NY Bill Would Tab Tracks for Full Casinos
Senate Republicans in New York are finalizing legislation to restrict the first three casinos under a gambling expansion effort to areas of the state already home to racetrack-based casinos, a move one top lawmaker believes should signal that racetracks with video lottery terminals should be first in line for the larger, Las Vegas-style casinos.
"They have a history of good performance in terms of job creation," said Sen. John Bonacic, chairman of the Senate Racing and Wagering Committee. "They're basically a proven product. Now I'm not saying they all should go there, but it's a message to the (New York) Gaming Commission that unless something better comes along, (the racetracks) are the logical choice."
Bonacic said the Senate GOP plan will call for the first three casinos to be restricted to, in order of when they would be licensed by the state, to Sullivan County in the Catskill Mountains, the Tioga area west of Binghamton, and the Saratoga/Washington County area north of Albany. All three are home to harness track-based gaming facilities that can VLTs but not table games.
The first facility in the Catskills would be licensed by June 2014, with each of the subsequent two sites getting licenses six to 12 months apart from one another.
Bonacic said the regions were selected because of either proximity to New York City or for economic development reasons to help reduce unemployment levels. Bonacic represents Sullivan County, part of a region promised three casinos more than a decade ago.
The legislation doesn't specify where the other four casinos might go in an expansion plan that could be complete in about five years. He said lawmakers hope to first discuss the effort with Gov. Andrew Cuomo, but lawmakers are not ruling out letting future casinos into the New York City and Long Island markets.
Bonacic said he personally believes the Aqueduct Racetrack VLT casino run by Genting New York should be eligible for expansion to a full Class III casino. "In my mind, that should be number four," he said of the Aqueduct site's order in the expansion plan. "That's the benchmark. All the racinos have done well, but I just think Genting is exceptional."

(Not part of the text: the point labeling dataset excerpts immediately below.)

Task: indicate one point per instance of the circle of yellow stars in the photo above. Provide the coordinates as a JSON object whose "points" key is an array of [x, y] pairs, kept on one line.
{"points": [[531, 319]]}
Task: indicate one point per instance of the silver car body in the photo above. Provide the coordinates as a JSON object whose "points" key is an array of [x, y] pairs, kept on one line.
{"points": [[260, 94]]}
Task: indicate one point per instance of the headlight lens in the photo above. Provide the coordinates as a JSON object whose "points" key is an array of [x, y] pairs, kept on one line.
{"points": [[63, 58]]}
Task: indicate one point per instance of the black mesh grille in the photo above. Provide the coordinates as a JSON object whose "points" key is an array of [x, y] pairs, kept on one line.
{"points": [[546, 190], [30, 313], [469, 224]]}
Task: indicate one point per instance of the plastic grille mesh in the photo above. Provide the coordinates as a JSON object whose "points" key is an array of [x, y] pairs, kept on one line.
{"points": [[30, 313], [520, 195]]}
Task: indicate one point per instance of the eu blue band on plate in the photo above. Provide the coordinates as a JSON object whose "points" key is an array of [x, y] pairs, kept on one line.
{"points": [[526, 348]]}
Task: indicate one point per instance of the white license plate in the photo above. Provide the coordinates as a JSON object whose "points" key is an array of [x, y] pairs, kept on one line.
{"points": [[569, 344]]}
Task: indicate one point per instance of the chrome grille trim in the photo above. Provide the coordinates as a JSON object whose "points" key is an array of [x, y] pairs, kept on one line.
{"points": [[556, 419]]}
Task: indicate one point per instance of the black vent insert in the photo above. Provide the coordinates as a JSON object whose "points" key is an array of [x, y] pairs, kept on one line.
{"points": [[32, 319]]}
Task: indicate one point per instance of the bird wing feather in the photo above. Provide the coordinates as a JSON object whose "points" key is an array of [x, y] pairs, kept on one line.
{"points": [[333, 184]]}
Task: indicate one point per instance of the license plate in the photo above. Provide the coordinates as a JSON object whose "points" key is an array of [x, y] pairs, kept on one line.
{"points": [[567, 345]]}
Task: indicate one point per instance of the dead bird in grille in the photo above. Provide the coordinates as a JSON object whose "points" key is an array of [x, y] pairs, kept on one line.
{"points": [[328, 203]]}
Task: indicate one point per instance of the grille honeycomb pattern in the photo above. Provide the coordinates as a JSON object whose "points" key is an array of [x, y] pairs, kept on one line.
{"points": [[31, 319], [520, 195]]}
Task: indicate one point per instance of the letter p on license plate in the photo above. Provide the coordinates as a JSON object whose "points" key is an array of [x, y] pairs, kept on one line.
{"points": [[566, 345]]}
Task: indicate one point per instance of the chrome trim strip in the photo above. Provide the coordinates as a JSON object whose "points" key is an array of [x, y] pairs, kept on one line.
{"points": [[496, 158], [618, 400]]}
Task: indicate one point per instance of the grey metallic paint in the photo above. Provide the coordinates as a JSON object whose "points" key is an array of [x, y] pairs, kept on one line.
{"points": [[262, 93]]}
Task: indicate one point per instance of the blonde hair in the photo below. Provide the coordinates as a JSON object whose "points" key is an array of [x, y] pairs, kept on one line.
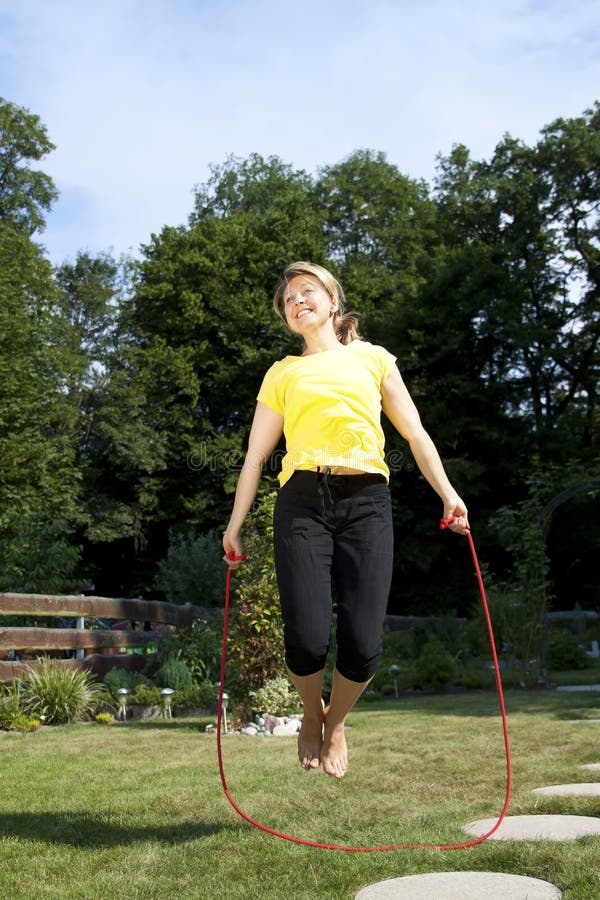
{"points": [[345, 324]]}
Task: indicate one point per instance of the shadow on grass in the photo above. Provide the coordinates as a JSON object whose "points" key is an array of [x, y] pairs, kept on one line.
{"points": [[482, 703], [87, 830], [197, 725]]}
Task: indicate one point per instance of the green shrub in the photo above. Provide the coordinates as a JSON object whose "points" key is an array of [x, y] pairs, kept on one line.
{"points": [[199, 647], [256, 631], [116, 678], [435, 667], [193, 571], [564, 652], [195, 696], [145, 695], [56, 694], [277, 697], [10, 706], [174, 673], [25, 723]]}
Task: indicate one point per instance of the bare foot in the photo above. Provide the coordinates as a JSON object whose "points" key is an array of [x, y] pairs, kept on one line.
{"points": [[310, 740], [334, 754]]}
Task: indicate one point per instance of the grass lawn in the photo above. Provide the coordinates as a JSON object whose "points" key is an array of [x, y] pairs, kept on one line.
{"points": [[136, 810]]}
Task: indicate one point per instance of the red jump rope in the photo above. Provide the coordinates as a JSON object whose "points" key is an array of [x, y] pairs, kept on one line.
{"points": [[287, 837]]}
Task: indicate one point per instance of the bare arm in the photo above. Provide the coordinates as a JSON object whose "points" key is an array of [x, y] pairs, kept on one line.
{"points": [[400, 409], [267, 428]]}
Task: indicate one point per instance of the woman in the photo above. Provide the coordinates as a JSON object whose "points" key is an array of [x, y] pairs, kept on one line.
{"points": [[333, 519]]}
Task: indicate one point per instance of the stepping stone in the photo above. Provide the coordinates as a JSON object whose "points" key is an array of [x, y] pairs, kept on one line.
{"points": [[572, 688], [461, 886], [537, 828], [580, 721], [570, 790]]}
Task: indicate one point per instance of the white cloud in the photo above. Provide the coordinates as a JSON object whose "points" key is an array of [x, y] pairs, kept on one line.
{"points": [[140, 97]]}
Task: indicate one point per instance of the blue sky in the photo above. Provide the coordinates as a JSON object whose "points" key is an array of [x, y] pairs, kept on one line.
{"points": [[142, 96]]}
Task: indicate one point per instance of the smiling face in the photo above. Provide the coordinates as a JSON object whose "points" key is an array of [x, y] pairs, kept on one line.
{"points": [[307, 304]]}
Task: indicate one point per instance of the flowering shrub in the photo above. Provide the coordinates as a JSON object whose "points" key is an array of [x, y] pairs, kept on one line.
{"points": [[57, 694], [10, 705], [276, 696], [256, 632], [25, 723]]}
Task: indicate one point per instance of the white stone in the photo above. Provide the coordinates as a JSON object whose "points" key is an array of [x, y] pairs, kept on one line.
{"points": [[570, 790], [536, 828], [290, 727], [573, 688], [461, 886]]}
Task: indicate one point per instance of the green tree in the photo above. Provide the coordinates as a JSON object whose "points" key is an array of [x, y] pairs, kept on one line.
{"points": [[25, 193], [39, 480]]}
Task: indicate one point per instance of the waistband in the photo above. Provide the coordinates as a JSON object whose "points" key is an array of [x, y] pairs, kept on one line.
{"points": [[308, 477]]}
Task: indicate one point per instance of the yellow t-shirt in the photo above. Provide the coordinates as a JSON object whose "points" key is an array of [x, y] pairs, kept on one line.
{"points": [[331, 406]]}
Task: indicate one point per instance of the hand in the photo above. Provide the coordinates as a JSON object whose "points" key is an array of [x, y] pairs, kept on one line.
{"points": [[456, 515], [233, 548]]}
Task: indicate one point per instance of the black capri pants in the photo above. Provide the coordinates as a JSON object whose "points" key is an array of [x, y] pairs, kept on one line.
{"points": [[333, 531]]}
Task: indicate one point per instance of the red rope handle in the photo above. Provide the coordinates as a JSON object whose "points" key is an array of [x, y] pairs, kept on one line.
{"points": [[286, 837]]}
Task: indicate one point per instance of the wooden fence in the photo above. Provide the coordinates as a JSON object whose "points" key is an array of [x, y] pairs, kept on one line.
{"points": [[98, 647]]}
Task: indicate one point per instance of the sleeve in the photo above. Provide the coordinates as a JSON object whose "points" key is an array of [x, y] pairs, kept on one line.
{"points": [[271, 389], [385, 362]]}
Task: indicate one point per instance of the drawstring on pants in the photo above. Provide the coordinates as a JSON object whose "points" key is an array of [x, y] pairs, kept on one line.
{"points": [[323, 487]]}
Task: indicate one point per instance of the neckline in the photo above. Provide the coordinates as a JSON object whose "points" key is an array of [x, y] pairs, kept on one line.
{"points": [[340, 348]]}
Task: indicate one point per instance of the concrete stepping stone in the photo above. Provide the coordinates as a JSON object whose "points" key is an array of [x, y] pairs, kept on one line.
{"points": [[461, 886], [570, 790], [581, 721], [537, 828], [573, 688]]}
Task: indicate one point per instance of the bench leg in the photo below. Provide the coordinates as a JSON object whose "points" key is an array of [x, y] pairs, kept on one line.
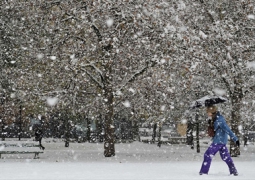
{"points": [[36, 156]]}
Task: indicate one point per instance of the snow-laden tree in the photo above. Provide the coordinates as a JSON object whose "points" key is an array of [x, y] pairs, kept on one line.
{"points": [[221, 45]]}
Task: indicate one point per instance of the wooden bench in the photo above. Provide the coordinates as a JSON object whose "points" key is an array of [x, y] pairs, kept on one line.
{"points": [[20, 147]]}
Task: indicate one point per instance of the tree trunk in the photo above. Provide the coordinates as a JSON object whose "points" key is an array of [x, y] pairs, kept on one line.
{"points": [[235, 120], [109, 149]]}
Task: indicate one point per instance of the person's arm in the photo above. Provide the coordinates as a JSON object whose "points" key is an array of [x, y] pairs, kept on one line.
{"points": [[223, 125]]}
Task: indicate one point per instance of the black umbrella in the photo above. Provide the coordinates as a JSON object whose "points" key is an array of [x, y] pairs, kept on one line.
{"points": [[208, 101]]}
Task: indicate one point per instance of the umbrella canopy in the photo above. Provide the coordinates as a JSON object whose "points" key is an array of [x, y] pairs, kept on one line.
{"points": [[208, 101]]}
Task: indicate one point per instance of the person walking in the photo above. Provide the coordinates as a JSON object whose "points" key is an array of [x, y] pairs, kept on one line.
{"points": [[39, 136], [219, 142]]}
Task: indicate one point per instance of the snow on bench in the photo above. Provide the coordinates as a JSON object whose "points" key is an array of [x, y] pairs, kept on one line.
{"points": [[20, 147]]}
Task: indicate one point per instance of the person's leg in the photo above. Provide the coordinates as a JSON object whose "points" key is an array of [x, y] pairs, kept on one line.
{"points": [[40, 144], [209, 153], [225, 156]]}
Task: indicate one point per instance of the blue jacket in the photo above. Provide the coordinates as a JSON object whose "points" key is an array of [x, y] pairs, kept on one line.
{"points": [[222, 131]]}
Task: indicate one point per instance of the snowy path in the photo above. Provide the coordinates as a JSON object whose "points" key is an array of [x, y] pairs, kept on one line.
{"points": [[121, 171], [135, 161]]}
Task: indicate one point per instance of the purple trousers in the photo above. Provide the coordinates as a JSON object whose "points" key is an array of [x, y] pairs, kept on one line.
{"points": [[224, 154]]}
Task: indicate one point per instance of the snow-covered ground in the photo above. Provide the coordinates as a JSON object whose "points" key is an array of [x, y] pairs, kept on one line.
{"points": [[133, 161]]}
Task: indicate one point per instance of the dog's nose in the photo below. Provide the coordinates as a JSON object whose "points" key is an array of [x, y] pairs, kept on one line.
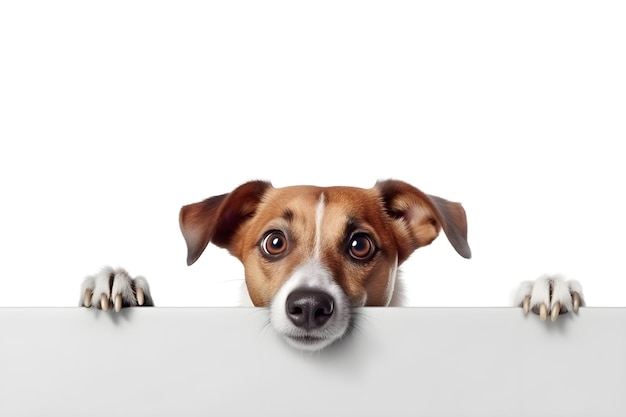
{"points": [[309, 309]]}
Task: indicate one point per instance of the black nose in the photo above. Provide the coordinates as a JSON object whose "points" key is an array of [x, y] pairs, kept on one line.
{"points": [[309, 309]]}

The Senate GOP plan would not permit casinos in a large area of western New York now under a Class III exclusivity compact with the Seneca Nation of Indians, or in northern New York near the casino run by the St. Regis Mohawk tribe. Bonacic didn't rule out a casino in central New York somewhere near the Oneida Indian's Turning Stone casino, which, unlike the other two tribes, is not subject to a slot machine revenue-sharing deal with New York State.
Final decisions about specific locations in a region or selection of operators would be left, under both Senate and Assembly plans being floated, to the Cuomo-run gaming commission.
Lawmakers last year passed the first resolution to amend the state constitution to permit up to seven casinos on non-Indian lands. They need to pass the same resolution again this year, along with an "enabling legislation" giving more specifics about matters such as regions where the casinos could locate.
Voters statewide could get their earliest say on the idea in a statewide referendum this November if Cuomo and lawmakers agree on a final package before the legislative session ends in June.
One major unresolved issue is the possible tax rates New York might charge commercial casino operators. The tax rate for racetrack casinos in New York is higher than it is in other states, and some casino companies have suggested they are not interested in doing business in New York.
"It's complicated," Bonacic said. "I think you have to look at the interest of the bidders and what kind of private sector money they want to invest in an area, and we leave that decision to the financial experts of the gaming commission to make advisory recommendations to the legislature because we set policy and taxing."
Bonacic said the final deal must give voters and casino companies a clue about the regions that will be open for casino expansions. "I do believe the voter has to know where they're going, and those that are going to put money into this to push the referendum have to know they have a comfort level, that they're not going to be cannibalized," he said.